Decepção por assediador não ter ficado preso

No dia em que passou pela situação lamentável de ter que assistir a um ato obsceno, Joyce foi orientada a seguir diretamente para a Delegacia, a fim de registrar um Boletim de Ocorrência.

– Quando a briga acabou e o homem foi embora, uma mulher veio com a filha falar com a gente que elas tinham passado pela mesma situação. Nós até íamos continuar o ensaio fotográfico e fazer a denúncia depois, mas conversei com algumas amigas do Batalhão (da PM) que treinam comigo e elas me orientaram a ir imediatamente para a delegacia. Fiquei na delegacia até a noite e a bateria do meu celular acabou. Só quando cheguei em casa e coloquei para carregar, lá para umas 23h que eu vi que a postagem feita pela minha amiga estava circulando na internet e estava todo mundo comentando – disse Joyce.

Para ela, a pior sensação em toda essa história foi saber que o assediador chegou a ser localizado pela polícia, mas não ficou preso.

– Pra mim não valeu de nada fazer a denúncia porque ele não ficou preso. Isso queima a cara. Se ele não se lembrava do meu rosto, agora com certeza vai se lembrar. E como não ficou preso pode querer vir atrás. Isso é a Justiça falha que a gente tem no Brasil. Aí depois que a pessoa morre ficam vendo o que vai ser feito. Depois que morreu, acabou, né. Tem que fazer agora - cobra a atleta.

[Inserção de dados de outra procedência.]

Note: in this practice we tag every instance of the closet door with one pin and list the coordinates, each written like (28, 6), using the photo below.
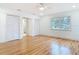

“Também me sindo muito decepcionada”, diz delegada

Procurada pela Folha, a titular da Delegacia de Atendimento à Mulher (Deam) de Cabo Frio, delegada Juliana Rattes, disse que, assim como Joyce, também se sente decepcionada pelo fato de a legislação não prever prisão para um caso como esse. Ela explica que, pela lei, não seria possível pedir a prisão preventiva do infrator neste caso.

– Eu também me sinto muito decepcionada. Gostaria que a lei fosse outra. Mas sou limitada pela lei. Gostaria de tomar uma atitude mais enérgica em casos como esse, como mulher, como mãe de menina e como profissional. Mas eu devo aplicar o que diz a lei. Ainda que ele fosse conduzido em situação de flagrante, seria liberado, porque a lei prevê, para esse tipo de crime de ato obsceno, a pena máxima de um ano de prisão. E a lei diz que, em crimes com pena máxima de até dois anos, o auto de prisão em flagrante é substituído por um termo circunstanciado. Então ninguém fica preso nesses casos. É liberado e vai para uma audiência com o juiz. E a prisão preventiva eu só posso pedir quando a pena máxima para o crime é de, pelo menos, quatro anos de prisão. O que pode ser feito é que a população lute para que a lei seja alterada, aumentando a pena para este crime – afirma a delegada.

Ela explica que, se o caso fosse direcionado especificamente à lutadora ou qualquer outra pessoa, poderia ser classificado como importunação sexual. Desta forma poderia caber um pedido de prisão.

– Em alguns casos pode, sim, caber o pedido de prisão. Isso ocorre quando a ofensa é dirigida a uma pessoa específica. Desta forma seria classificado como importunação sexual. Mas, este caso ocorrido em Cabo Frio, com o homem praticando o delito em local público, com as pessoas passando e vendo, é qualificado como ato obsceno, que tem a pena menor – pontou Rattes.

Mesmo assim, para a delegada, deixar de fazer a denúncia nunca é a melhor opção. Segundo ela, em casos como esse, de grande repercussão, o criminoso fica em alerta. Além disso, o delito passará a constar em sua ficha criminal.

– Entendo indignação dela, de outras mulheres e de homens que se sensibilizam com a causa da mulher. Se acontecesse comigo ou familiares, meus parentes ficariam indignados. A resposta (da lei) é pequena e desproporcional ao crime. Deveria ter uma pena mais grave. Acaba, de dato, desestimulando (a denúncia). Mas o que eu posso dizer é que é melhor que ele seja autuado dessa forma, tenha que ir a uma audiência, tenha esse transtorno de ser condenado, do que deixar pra lá. Para quem não é um bandido acostumado a ser punido, que não pensa que isso não é nada demais, para quem nunca foi fichado, isso já é algo muito ruim. Fora que ele ficou estigmatizado em todos os jornais. Ficou visado demais – conclui a delegada.